Thanks to the material explored during each class students will be encouraged to establish dynamic relationships between cases pertaining to the past and contemporary fashion, costume and cultural issues; and, at the same time, to recognize the critical part played by Florence in all of this.
A variety of site visits ranging from specialist collections to contemporary workshops and ateliers will add freshness and excitement to this learning experience.

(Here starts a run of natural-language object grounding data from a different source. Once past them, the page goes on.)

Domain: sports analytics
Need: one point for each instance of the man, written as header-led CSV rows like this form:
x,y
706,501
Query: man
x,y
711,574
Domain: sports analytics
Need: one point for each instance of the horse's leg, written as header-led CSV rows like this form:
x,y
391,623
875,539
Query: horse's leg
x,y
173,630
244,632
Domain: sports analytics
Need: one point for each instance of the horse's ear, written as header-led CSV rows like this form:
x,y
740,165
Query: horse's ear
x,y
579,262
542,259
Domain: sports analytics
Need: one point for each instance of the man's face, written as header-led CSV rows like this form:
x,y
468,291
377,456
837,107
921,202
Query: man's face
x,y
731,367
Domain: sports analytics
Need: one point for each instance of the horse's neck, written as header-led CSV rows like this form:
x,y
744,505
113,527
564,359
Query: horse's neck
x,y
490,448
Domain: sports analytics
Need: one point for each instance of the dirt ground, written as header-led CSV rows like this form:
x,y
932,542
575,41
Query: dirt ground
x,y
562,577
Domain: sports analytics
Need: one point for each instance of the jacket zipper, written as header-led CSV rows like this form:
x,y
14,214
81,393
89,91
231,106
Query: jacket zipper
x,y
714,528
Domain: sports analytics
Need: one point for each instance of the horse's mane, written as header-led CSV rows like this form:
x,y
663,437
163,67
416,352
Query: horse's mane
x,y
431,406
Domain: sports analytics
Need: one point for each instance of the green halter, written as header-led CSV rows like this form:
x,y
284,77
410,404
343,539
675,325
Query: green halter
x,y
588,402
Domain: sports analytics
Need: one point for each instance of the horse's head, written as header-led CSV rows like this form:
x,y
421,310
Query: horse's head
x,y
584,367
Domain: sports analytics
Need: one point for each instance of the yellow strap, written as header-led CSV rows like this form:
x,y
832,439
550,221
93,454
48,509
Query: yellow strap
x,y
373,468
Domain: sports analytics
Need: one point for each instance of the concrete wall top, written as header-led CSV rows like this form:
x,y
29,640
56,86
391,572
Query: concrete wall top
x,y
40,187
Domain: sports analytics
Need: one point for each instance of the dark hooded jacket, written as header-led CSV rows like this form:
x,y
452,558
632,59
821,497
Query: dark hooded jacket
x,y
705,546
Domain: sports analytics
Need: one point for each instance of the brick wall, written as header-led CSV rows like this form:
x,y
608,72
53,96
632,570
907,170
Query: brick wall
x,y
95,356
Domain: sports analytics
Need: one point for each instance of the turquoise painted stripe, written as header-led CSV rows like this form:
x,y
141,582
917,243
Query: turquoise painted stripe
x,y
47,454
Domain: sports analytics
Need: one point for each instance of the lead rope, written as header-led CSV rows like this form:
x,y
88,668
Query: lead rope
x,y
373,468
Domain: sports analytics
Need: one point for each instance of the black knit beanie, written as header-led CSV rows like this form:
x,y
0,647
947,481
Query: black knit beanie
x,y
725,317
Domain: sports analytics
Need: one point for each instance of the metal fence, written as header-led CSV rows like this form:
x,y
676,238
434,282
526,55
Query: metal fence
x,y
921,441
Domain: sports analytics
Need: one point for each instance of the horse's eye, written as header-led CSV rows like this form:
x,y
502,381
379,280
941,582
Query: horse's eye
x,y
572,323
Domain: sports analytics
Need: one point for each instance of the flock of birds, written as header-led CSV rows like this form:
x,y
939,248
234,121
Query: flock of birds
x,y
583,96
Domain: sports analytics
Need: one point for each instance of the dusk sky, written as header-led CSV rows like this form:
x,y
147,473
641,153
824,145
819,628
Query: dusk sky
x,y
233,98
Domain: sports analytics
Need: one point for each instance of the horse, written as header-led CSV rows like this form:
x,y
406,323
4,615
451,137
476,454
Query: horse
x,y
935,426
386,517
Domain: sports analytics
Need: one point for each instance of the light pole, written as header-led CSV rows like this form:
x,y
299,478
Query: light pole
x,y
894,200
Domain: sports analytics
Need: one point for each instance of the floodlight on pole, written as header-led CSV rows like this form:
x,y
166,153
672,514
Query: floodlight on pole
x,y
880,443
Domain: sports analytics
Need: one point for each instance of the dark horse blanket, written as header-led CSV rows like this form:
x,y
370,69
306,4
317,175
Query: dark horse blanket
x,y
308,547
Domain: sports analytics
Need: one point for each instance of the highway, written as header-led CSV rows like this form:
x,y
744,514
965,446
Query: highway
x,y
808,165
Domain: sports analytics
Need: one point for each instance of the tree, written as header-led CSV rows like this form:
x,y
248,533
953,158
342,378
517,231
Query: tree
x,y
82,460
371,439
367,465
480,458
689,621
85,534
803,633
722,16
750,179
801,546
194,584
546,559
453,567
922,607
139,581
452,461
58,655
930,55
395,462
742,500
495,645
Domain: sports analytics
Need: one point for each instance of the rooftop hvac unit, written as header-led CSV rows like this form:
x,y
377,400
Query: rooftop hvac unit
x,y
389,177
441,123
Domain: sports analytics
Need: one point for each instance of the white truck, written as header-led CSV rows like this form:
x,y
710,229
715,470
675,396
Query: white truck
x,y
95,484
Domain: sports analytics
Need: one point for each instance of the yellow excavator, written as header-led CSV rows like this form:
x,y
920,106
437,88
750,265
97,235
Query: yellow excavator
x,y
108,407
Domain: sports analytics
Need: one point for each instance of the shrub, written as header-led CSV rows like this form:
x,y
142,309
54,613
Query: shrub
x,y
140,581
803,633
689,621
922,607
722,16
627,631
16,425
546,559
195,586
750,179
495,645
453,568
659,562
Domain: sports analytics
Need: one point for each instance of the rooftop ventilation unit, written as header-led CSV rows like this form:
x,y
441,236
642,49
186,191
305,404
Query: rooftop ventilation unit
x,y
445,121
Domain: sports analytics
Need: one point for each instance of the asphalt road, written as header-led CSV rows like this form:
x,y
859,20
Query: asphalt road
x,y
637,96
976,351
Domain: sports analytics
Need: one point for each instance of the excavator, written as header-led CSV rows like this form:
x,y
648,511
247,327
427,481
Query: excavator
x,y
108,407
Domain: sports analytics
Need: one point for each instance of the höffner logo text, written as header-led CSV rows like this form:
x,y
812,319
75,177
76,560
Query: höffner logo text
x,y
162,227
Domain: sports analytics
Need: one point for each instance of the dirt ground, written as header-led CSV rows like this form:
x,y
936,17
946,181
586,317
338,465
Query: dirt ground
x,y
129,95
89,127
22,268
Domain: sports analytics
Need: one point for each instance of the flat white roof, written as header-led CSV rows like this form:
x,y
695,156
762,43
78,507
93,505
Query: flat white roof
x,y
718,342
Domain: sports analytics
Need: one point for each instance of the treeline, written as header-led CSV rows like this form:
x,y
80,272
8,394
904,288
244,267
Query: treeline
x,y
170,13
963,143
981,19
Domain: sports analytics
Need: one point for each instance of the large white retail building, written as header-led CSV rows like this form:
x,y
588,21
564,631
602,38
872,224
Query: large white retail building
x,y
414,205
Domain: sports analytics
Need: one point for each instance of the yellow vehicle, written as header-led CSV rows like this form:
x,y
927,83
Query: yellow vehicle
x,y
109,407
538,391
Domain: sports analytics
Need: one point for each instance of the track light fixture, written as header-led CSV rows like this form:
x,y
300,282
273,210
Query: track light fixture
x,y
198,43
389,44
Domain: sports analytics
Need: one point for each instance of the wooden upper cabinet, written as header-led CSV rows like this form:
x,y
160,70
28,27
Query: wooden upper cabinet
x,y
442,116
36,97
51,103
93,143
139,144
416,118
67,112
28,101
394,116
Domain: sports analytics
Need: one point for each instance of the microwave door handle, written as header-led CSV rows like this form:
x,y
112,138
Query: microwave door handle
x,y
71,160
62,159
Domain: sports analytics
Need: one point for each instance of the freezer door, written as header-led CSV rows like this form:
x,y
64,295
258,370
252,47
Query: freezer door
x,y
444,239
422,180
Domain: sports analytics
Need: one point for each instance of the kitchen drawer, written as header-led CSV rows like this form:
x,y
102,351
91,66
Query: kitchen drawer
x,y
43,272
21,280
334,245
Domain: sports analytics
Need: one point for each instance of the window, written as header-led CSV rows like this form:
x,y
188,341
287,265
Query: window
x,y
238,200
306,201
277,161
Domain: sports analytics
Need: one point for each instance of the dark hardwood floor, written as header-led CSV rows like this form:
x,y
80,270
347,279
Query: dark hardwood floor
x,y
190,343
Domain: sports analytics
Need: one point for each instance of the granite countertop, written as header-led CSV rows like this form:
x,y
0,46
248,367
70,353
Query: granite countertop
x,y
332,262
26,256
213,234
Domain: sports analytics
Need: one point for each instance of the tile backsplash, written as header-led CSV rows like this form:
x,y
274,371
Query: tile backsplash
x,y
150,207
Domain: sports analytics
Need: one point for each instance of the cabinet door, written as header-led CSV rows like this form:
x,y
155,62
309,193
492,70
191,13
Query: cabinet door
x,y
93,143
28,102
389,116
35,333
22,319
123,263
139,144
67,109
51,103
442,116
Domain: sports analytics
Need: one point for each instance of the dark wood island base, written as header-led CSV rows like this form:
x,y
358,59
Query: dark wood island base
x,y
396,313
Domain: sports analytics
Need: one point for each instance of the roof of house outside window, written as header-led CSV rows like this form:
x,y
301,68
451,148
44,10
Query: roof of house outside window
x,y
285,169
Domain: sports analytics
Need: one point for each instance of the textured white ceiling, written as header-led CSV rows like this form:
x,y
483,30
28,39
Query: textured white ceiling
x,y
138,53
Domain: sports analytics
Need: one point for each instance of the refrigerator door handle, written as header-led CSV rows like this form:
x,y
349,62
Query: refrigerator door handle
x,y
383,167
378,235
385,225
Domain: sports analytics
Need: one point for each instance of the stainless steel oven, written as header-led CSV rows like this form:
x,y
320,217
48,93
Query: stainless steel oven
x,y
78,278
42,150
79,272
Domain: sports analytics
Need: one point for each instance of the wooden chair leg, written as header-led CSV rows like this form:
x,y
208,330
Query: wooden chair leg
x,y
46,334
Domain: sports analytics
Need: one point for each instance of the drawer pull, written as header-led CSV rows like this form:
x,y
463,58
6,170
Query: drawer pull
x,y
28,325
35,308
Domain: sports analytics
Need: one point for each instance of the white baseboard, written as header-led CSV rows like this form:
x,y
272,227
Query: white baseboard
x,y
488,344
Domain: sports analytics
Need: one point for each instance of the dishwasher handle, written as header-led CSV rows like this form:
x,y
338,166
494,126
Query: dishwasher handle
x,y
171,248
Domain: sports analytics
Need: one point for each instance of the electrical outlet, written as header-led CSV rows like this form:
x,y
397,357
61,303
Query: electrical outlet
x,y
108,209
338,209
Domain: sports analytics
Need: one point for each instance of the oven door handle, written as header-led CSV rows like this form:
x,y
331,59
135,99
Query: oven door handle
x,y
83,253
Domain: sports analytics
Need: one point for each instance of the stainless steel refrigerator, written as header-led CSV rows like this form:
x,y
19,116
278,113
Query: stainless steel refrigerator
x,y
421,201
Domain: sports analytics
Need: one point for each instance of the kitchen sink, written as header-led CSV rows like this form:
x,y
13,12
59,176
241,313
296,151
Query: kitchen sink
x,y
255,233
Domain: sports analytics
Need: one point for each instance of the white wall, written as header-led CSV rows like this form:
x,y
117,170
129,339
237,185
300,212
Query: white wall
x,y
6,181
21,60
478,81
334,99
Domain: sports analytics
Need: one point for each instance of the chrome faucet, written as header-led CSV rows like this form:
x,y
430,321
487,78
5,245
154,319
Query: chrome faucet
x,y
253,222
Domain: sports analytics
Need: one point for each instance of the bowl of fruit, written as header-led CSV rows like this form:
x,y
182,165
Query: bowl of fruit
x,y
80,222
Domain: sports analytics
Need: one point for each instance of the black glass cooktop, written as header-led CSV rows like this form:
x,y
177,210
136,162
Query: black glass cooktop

By the end of the course students should have achieved:
- The ability to recognize and analyze in a critical way the fundamental aspects of fashion evolution explored during the semester;
- The understanding of how artistic developments affected the market for clothes, fabrics and luxury goods; – The ability to establish a connection between fashion and wider cultural/economic phenomena;
- The ability to interpret primary and secondary sources and to use these sources to develop an independent vision of the subject;
- The ability to articulate in a fluent way, both in a written and oral form, the knowledge acquired.
Course descriptions may be subject to occasional minor modifications at the discretion of the instructor.